Author: Feng Yibo
Jobs is a common scenario of Internet services. In scenarios such as AI training, live broadcasting (video transcoding), data cleaning (ETL), and scheduled inspection, whether the task platform can support fast and high concurrent task startup performance, provide high utilization of offline computing resources, and provide rich upstream and downstream ecology are the core pain points of such scenarios. Function computing is an event-driven, fully managed computing service, and its execution mode naturally fits in well with this kind of Job scenario, providing comprehensive support for the above pain points and facilitating the serverless cloud of “tasks”.

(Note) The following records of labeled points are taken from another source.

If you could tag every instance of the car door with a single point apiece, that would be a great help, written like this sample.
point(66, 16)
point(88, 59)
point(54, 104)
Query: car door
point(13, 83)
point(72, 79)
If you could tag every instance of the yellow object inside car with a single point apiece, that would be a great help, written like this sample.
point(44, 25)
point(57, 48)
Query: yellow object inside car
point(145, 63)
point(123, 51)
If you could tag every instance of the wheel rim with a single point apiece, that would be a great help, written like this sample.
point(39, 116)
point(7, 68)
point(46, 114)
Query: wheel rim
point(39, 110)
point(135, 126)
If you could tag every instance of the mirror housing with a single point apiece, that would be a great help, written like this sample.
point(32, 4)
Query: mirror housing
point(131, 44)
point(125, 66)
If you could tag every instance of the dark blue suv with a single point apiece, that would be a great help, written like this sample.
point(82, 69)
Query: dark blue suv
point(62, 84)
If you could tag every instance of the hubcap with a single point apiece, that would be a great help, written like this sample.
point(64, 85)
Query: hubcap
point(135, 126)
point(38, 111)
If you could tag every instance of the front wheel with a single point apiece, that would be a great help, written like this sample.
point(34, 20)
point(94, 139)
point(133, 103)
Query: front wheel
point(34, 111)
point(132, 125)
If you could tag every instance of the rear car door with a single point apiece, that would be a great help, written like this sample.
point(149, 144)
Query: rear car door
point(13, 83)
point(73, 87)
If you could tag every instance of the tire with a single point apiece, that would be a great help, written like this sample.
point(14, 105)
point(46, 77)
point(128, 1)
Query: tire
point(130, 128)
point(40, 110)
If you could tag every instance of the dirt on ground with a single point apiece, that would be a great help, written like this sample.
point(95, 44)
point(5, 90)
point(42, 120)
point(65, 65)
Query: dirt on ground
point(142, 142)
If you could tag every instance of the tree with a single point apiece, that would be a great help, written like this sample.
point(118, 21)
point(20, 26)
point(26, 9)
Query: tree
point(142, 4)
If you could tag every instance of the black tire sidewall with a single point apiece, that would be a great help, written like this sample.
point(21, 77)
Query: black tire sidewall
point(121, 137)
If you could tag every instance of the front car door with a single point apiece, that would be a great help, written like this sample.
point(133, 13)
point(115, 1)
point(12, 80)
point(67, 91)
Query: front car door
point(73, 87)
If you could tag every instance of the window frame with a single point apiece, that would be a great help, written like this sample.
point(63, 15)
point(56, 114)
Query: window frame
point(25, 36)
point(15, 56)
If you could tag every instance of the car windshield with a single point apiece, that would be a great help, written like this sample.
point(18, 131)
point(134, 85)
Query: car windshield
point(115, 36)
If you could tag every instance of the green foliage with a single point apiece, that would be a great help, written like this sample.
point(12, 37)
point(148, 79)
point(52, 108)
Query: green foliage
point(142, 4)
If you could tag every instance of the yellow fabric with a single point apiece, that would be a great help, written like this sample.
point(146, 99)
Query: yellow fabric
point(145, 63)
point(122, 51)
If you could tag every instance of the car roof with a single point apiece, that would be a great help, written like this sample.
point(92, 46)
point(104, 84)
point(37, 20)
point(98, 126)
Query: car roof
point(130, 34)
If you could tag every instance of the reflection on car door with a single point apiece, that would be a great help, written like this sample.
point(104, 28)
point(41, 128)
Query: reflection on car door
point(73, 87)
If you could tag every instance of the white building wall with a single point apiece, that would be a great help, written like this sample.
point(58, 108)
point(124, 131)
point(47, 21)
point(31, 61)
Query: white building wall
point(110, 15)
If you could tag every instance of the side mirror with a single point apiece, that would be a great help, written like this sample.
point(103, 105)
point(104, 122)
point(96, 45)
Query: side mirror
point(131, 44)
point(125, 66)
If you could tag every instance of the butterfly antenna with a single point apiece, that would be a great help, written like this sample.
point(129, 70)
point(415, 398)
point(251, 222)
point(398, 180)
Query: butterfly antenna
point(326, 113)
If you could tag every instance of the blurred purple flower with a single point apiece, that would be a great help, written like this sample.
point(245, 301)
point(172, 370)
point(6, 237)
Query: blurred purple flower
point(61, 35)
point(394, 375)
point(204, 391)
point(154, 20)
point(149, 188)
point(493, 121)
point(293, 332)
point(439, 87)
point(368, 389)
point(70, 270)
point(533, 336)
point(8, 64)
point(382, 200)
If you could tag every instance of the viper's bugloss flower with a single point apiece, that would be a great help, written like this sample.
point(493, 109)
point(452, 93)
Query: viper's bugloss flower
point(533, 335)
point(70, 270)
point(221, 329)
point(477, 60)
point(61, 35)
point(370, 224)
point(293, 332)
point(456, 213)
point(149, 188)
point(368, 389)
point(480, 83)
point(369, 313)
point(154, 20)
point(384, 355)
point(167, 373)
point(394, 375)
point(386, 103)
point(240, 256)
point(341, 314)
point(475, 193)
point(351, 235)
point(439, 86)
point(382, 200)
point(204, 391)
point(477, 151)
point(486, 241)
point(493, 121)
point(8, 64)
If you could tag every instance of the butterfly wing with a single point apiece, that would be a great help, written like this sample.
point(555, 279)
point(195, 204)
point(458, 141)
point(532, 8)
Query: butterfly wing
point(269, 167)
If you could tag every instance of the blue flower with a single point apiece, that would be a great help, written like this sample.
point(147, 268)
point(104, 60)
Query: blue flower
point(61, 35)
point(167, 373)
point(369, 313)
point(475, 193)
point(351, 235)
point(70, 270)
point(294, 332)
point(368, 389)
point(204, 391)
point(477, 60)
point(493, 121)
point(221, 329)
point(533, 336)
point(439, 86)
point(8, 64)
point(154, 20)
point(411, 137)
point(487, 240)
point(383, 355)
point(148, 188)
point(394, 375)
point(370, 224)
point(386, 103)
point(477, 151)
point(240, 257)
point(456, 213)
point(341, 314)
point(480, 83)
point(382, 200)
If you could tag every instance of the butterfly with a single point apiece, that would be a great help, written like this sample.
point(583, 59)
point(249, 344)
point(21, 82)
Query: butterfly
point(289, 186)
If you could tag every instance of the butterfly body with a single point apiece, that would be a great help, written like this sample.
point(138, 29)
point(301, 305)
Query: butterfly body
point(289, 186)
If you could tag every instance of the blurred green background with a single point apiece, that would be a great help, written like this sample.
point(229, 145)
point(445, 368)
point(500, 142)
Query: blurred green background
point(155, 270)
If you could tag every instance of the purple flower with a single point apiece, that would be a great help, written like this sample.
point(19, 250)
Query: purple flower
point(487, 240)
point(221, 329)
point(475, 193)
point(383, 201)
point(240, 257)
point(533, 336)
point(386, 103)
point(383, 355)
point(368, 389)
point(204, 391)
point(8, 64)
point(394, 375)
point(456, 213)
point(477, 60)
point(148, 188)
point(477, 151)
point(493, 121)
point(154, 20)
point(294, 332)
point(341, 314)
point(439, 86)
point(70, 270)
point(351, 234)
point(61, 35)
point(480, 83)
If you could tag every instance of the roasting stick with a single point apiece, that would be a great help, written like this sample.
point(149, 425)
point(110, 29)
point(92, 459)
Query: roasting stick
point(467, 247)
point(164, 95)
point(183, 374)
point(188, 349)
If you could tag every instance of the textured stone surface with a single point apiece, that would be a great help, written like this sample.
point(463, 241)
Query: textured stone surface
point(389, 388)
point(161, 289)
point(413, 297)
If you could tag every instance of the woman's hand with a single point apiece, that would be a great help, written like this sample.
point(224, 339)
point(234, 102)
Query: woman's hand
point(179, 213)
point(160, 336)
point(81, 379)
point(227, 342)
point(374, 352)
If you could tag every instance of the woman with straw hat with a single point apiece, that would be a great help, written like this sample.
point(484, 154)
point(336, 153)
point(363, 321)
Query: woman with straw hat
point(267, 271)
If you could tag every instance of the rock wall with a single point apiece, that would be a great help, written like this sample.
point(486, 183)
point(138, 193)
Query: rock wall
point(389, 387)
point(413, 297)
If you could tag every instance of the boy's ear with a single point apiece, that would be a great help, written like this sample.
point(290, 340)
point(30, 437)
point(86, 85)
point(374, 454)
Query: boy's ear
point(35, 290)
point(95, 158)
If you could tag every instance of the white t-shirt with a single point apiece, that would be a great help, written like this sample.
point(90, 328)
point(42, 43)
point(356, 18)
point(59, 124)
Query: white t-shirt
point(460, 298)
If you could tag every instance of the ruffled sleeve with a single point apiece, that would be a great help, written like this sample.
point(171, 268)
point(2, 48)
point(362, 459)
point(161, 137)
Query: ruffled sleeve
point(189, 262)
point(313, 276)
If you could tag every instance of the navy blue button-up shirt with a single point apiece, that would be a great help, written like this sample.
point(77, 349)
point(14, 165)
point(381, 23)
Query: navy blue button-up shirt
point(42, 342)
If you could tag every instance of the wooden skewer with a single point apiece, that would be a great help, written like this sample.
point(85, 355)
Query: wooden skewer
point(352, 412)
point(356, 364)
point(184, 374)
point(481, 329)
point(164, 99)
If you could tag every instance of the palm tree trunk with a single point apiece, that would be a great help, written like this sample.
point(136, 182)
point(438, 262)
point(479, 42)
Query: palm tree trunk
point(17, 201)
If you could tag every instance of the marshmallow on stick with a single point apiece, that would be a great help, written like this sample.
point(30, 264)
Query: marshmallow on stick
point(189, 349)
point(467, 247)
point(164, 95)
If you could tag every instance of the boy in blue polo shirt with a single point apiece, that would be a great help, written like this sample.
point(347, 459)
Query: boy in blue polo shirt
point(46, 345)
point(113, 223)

Function calculation and Serverless Jobs
What capabilities should the “Job” system have?
In the above “Job” scenario, a task-processing system should have the following capabilities:
- Task triggering: Supports flexible task triggering modes. For example, support client manual trigger, support event source trigger, support timing trigger, etc.
- Task choreography: able to arrange complex task flow and manage the relationship between sub-tasks, such as branch, parallel, loop and other logic;
- Task scheduling and status management: scheduling task priority, multi-tenancy isolation and task status management, supporting multiple task concurrency and traffic limiting; Able to manage task status, control the execution of tasks, etc.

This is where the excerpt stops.